Emmaline smiled weakly and nestled against her mother. “Once there was a princess who lived in a castle with only cobwebs and rats to keep her company,” she began, her thin voice clear despite the rasp of illness. “But she made friends with a mouse, which changed everything.”

“Did it now?” Grace asked, leaning back against the headboard and letting her eyes drift closed, finally letting herself relax. “How did it change things?”

“The mouse found things for her.” Emmaline’s brows knitted together in concentration. “Lost things, like treasures and...” She paused as a deep cough wracked her thin frame, the sound rattling Silas’s very soul. “...and love.”

Grace wrapped the blanket more securely around Emmaline’s shoulders. “Don’t push yourself too hard, my darling.”

But Emmaline shook her head, insistent. “I want to finish the story.”

With a look of resignation mixed with admiration, Grace settled back. “Go on, then.”

Through it all, Silas remained silent, absorbing the details with an intensity that belied the emotional distance he had trained himself to maintain: how thin and pale Emmaline was, how gently Grace reassured her, how much like him, like Grace, the girl looked.

He clung to each observation, mourning all he’d missed.

“Tell me, Emmy,” Grace encouraged, her voice the only softness in the room’s harsh edges. “What else did the mouse find?”

“It found courage,” Emmaline said, her smile as bright as it was sad. “And then, it found a family for the princess.”
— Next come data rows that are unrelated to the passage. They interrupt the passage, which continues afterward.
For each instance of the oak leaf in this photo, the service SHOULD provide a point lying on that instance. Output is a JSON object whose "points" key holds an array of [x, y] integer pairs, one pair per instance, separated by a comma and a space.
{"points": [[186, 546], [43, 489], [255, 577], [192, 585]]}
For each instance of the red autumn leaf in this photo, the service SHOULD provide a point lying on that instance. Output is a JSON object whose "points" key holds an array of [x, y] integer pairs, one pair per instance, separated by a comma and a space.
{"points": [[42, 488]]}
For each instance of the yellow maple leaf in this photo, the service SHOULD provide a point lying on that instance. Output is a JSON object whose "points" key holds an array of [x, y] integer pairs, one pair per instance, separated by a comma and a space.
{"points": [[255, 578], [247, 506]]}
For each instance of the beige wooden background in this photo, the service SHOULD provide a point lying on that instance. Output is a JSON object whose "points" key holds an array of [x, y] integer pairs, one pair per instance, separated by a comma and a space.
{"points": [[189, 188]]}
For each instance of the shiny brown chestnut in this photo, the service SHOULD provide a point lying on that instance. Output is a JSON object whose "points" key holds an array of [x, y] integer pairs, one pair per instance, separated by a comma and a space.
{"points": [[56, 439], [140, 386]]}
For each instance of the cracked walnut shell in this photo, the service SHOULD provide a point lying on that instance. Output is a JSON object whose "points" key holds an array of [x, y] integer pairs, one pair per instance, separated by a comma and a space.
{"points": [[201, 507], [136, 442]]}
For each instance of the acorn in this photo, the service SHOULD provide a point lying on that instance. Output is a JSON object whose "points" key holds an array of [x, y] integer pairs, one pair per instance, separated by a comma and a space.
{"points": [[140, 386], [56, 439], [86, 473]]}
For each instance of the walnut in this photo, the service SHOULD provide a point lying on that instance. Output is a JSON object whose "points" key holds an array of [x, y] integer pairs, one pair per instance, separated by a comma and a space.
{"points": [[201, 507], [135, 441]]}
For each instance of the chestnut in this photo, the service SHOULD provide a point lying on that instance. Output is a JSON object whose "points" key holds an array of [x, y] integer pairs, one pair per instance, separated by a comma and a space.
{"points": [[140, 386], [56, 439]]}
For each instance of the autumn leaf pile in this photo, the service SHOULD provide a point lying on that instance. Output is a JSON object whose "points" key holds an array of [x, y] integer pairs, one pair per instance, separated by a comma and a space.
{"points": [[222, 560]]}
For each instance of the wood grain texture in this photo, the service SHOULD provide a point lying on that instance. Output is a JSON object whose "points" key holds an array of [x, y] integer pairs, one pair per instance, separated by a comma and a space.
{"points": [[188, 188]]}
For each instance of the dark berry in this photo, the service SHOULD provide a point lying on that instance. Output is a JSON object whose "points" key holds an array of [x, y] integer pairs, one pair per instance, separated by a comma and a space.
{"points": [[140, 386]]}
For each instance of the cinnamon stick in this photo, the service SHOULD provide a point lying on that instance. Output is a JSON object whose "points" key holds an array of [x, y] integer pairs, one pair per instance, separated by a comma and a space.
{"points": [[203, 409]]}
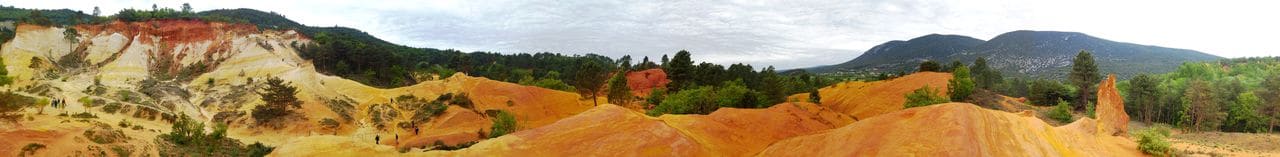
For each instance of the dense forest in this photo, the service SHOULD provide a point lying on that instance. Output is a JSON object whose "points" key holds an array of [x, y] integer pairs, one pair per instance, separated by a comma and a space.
{"points": [[1233, 95], [359, 56]]}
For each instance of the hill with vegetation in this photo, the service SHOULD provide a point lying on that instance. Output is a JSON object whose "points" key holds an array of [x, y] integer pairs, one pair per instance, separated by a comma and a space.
{"points": [[1024, 54]]}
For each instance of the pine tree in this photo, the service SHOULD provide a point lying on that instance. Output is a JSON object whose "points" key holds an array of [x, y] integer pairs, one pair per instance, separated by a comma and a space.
{"points": [[279, 97], [960, 84], [4, 74], [1143, 97], [1270, 95], [589, 78], [618, 91], [986, 77], [1200, 110], [1084, 75], [680, 70]]}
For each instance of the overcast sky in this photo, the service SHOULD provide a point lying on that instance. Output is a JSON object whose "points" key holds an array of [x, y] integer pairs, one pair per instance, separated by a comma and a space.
{"points": [[785, 33]]}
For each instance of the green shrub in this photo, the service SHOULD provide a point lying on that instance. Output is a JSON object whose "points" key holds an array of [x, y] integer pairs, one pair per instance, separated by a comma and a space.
{"points": [[1088, 110], [503, 123], [961, 84], [31, 148], [924, 96], [1061, 112], [1153, 142], [461, 100], [684, 101], [120, 151], [112, 107], [188, 138], [705, 100], [85, 115]]}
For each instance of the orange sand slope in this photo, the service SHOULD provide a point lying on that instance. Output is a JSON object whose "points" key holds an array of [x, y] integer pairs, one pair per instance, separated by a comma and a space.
{"points": [[613, 130], [743, 132], [956, 129], [864, 100], [964, 129]]}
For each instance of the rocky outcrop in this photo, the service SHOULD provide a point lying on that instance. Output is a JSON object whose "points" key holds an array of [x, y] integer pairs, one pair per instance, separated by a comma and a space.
{"points": [[955, 129], [1110, 109]]}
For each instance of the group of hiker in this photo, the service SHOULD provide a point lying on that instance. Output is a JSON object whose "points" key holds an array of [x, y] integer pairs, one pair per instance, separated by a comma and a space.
{"points": [[59, 104]]}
Her words cut into Silas. How easily she shaped her hopes and fears into something beautiful.

Emmaline looked at her mother with eyes far too large for her thin face. “Mummy, do you think we can find such a mouse?” she asked, her voice small and earnest. “Do you think it will find us?”

“We have all we need right here,” Grace replied fiercely, glancing around the sparse room before letting her eyes rest on her daughter. “We don’t need a mouse to show us that.”

“But what if the mouse wants to?” Emmaline asked.

Silas flinched at her words, her unknowing invitation. Did she somehow know he was lurking at the edges of their meager existence? Or was her young heart simply generous enough to let him hope so?

Silas felt something break inside him, a shattering as profound as it was silent. The life he had resigned himself to—barren, unfeeling—collapsed under the weight of all that he had missed out on. The ghost’s stern presence bore down on him, leaving no room for denial or escape.

He took a step toward them, driven by desperation and the urgent need to make things right. The spirit’s unwavering gaze followed him, a faint trace of pity in its fathomless eyes. Silas faltered, uncertain, reaching for them once again, even though he knew it was futile.

Unlike before, this scene was really happening, right now, in this moment. His daughter was sick, perhaps even dying, across town from his well-appointed home. He could still help them. Silas knew that this time—perhaps the last chance he would ever get—he could not fail them.

They would have brighter days. He would make sure of it.